Former UK foreign secretaries Jack Straw and Lord William Hague, and 2018 Nobel Peace Prize winner Nadia Murad, address an event in the British Houses of Parliament-

London, United Kingdom, January 16, 2019 –Speaking at an event on ending sexual violence in conflict in the UK Houses of Parliament, Jack Straw, former UK foreign secretary and international ambassador for Justice for Lai Dai Han (JLDH), called for a full investigation by the United Nations Human Rights Council into sexual violence during the Vietnam War.

The ‘Lai Dai Han’ are the thousands of dual heritage Korean-Vietnamese children born during the Vietnam War. JLDH represents them and their mothers, of which 800 are still alive today, who allege that they were sexually assaulted or raped by South Korean soldiers during the War.

Between 1964 and 1973, some 320,000 South Korean soldiers were deployed to Vietnam to fight alongside the United States. South Korea has never recognised the allegations made against its troops and never investigated. Some of the women that allege they were raped were as young as 12 or 13 at the time.

Jack Straw said:

“Facing up to unacceptable behaviour by troops is difficult for any country. However, as we have learned in the UK through painful experiences like ‘Bloody Sunday’, uncovering the truth not only gives victims and their families closure but can strengthen a nation and its values.

“I urge friends in the Republic of Korea to take note and for the United Nations to heed our request for an investigation. The victims of sexual violence and the Lai Dai Han deserve recognition and an opportunity to heal. We must demonstrate to the world the importance of following through on commitments to end sexual violence in conflict.”

Lord William Hague, former UK foreign secretary and co-founder of the Preventing Sexual Violence Initiative, said:

“Ending impunity for crimes of sexual violence in conflict is an essential part of securing a just and peaceful world. There is now an overwhelming case for a permanent investigating body, under the auspices of the UN, to help ensure these atrocities can be prevented and justice made available for all.”

Nadia Murad, Nobel Peace Prize Winner 2018, said:

 “As someone who has come to understand the importance of advancing and defending human rights, I am proud to be a voice for all victims of sexual violence in conflict. The Lai Dai Han have been living in the shadows of Vietnamese society for far too long. The victims and their families deserve to be recognised as we work together to achieve justice.”

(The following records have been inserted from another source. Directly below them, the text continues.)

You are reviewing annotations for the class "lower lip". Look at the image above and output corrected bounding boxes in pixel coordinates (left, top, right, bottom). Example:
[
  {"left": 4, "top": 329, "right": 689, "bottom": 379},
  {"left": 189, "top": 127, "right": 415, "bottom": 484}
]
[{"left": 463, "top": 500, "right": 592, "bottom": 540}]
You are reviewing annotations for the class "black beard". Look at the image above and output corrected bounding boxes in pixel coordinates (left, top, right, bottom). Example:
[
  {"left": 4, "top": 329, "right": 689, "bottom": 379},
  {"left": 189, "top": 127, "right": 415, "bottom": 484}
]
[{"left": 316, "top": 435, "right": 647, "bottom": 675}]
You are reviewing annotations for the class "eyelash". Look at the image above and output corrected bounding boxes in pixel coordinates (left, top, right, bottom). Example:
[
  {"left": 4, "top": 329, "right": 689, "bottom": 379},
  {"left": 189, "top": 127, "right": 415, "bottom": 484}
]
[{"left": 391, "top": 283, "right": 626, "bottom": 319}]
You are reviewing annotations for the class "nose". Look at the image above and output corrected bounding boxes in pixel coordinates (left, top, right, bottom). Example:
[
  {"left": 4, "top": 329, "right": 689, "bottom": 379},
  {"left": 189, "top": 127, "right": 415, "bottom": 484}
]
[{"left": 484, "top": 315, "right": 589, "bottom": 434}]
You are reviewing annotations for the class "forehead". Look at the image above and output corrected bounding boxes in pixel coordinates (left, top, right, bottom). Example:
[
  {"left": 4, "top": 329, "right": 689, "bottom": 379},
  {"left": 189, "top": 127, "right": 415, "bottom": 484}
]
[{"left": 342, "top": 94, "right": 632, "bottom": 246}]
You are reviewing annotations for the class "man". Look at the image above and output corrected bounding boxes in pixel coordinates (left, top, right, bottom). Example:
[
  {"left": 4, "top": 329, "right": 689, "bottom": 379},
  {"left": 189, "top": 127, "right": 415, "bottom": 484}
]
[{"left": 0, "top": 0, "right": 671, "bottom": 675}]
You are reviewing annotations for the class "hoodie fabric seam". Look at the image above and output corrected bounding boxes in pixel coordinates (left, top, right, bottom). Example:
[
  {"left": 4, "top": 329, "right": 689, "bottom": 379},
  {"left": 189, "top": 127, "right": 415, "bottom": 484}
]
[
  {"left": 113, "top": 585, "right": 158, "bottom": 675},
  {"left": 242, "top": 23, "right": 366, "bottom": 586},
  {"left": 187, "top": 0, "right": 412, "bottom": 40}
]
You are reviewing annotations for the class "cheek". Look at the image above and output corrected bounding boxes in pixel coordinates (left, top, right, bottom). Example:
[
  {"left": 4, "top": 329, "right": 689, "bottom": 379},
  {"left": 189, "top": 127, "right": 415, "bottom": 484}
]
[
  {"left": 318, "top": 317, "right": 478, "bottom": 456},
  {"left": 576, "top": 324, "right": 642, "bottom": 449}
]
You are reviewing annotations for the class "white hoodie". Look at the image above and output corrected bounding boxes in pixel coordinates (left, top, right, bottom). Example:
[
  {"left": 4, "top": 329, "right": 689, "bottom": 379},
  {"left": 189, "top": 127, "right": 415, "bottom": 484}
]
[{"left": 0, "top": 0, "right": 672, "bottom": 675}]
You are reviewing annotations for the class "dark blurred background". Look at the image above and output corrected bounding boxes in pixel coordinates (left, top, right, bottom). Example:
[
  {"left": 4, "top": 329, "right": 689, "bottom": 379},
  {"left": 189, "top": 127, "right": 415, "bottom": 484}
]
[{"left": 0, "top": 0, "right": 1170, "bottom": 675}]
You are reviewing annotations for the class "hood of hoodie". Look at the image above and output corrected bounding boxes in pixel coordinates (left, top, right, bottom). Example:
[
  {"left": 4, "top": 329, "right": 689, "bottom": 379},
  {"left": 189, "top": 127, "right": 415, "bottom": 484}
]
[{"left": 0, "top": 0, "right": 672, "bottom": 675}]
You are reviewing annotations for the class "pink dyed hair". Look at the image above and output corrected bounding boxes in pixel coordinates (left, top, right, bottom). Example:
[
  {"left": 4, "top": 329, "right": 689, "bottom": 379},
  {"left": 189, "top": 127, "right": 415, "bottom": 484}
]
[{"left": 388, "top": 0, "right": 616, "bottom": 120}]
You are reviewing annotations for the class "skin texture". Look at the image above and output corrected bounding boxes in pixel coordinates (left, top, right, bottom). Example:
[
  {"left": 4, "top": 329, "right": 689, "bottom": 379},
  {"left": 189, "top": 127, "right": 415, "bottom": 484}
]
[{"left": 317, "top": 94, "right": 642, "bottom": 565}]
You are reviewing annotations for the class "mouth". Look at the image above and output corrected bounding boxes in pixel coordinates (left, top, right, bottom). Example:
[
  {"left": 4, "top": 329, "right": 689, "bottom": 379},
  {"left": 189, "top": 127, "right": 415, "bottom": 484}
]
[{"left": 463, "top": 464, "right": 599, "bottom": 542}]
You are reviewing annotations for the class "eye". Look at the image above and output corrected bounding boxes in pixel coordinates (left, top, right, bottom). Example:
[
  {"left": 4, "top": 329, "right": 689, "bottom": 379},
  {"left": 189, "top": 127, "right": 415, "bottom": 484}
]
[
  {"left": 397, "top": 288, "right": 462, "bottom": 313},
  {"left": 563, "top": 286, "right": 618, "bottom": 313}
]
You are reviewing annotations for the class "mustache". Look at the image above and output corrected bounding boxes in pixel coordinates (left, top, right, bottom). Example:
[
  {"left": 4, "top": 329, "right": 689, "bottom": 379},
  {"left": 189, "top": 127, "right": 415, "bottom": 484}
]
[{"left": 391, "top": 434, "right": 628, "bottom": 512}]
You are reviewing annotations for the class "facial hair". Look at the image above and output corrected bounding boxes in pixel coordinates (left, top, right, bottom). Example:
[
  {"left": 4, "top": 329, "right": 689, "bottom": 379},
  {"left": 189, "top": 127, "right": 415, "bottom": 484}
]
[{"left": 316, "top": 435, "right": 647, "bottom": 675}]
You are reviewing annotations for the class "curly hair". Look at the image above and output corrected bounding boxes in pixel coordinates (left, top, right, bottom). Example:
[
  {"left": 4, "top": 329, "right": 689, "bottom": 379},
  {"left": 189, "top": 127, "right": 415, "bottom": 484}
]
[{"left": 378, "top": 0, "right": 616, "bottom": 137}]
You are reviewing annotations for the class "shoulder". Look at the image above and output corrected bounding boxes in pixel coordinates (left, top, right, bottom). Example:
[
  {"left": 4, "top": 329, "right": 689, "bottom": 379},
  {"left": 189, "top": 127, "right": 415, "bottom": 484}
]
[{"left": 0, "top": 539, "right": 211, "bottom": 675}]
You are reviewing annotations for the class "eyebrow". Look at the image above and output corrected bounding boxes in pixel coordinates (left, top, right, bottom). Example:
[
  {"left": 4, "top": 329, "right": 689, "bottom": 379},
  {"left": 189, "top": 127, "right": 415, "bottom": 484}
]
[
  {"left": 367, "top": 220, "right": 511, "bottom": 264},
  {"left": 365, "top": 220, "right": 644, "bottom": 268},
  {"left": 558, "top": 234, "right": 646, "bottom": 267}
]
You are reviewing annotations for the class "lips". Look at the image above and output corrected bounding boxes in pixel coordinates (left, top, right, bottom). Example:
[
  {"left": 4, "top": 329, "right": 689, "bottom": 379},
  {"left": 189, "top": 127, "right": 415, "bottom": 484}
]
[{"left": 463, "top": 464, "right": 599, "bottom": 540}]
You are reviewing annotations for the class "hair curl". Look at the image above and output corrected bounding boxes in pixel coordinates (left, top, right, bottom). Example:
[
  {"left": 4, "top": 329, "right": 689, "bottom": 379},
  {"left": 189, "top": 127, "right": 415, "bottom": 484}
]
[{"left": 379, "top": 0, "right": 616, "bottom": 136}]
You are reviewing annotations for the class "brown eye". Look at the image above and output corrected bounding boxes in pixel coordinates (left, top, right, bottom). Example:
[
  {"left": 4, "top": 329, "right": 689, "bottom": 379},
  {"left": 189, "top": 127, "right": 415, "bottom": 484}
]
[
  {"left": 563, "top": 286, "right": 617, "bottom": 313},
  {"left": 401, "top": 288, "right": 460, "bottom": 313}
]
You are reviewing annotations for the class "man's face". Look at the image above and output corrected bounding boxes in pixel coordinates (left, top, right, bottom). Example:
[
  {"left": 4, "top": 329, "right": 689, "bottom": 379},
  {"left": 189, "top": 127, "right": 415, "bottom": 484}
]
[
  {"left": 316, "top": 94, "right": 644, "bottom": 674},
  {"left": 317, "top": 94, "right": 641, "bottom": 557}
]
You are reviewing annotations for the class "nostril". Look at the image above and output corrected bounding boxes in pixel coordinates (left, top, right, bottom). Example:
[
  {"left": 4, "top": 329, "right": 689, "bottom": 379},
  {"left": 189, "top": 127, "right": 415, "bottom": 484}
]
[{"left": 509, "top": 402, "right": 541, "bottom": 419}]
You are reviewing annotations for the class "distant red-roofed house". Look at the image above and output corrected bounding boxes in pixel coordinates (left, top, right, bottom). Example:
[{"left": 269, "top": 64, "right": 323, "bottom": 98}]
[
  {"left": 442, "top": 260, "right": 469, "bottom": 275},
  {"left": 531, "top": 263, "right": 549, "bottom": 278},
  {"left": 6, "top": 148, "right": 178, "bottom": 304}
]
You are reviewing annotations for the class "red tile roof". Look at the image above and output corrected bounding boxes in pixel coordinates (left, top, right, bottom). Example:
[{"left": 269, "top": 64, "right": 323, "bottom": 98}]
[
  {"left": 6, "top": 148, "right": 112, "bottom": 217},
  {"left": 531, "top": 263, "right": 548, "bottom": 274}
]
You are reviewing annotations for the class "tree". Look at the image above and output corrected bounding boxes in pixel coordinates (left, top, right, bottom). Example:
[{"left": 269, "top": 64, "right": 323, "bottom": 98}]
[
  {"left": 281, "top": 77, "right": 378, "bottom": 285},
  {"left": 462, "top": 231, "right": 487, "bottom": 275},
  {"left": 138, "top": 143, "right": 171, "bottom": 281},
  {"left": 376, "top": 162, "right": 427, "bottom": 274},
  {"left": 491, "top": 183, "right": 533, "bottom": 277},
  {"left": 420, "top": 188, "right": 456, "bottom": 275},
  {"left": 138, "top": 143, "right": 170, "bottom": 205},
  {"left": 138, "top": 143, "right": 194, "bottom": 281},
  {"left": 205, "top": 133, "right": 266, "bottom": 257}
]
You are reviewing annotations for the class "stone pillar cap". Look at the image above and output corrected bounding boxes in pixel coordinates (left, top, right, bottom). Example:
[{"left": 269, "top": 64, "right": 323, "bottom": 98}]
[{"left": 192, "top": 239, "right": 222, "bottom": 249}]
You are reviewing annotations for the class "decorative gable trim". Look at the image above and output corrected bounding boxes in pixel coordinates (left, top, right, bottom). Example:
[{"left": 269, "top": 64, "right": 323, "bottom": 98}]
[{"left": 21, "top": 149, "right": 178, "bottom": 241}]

The event, sponsored by JLDH and Wayne David MP, the chair of the All-Party Parliamentary Group (APPG) for Vietnam,brought together campaigners for the prevention of sexual violence and parliamentarians into a discussion on what steps need to be taken to end it for good. Members of the Lai Dai Han community addressed parliamentarians on the social stigma faced by survivors of sexual violence and how to provide justice for victims.

Other speakers included: Lord Ahmad of Wimbledon, the UK Prime Minister’s Special Representative on Preventing Sexual Violence in Conflict and Minister of State for the Commonwealth and the United Nations; and members of the Lai Dai Han community.


The “Lai Dai Han” are the tens of thousands of children of Vietnamese women that allege they were raped by South Korean soldiers during the Vietnam War. Between 1964 and 1973, some 320,000 South Korean soldiers were deployed to Vietnam to fight alongside the United States.

Justice for Lai Dai Han gives a voice to the victims and their children and campaigns for South Korea to recognise and investigate the allegations of widespread rape and sexual violence.

Justice for Lai Dai Han works with policy makers, writers and artists to ensure this injustice is finally recognised, alongside fundraising efforts on behalf of the Lai Dai Han and their families.

Our work seeks to raise public awareness, to allow political and community leaders to connect with the victims of sexual violence to understand their suffering first hand, and to create public art as a permanent reminder of the plight of the Lai Dai Han.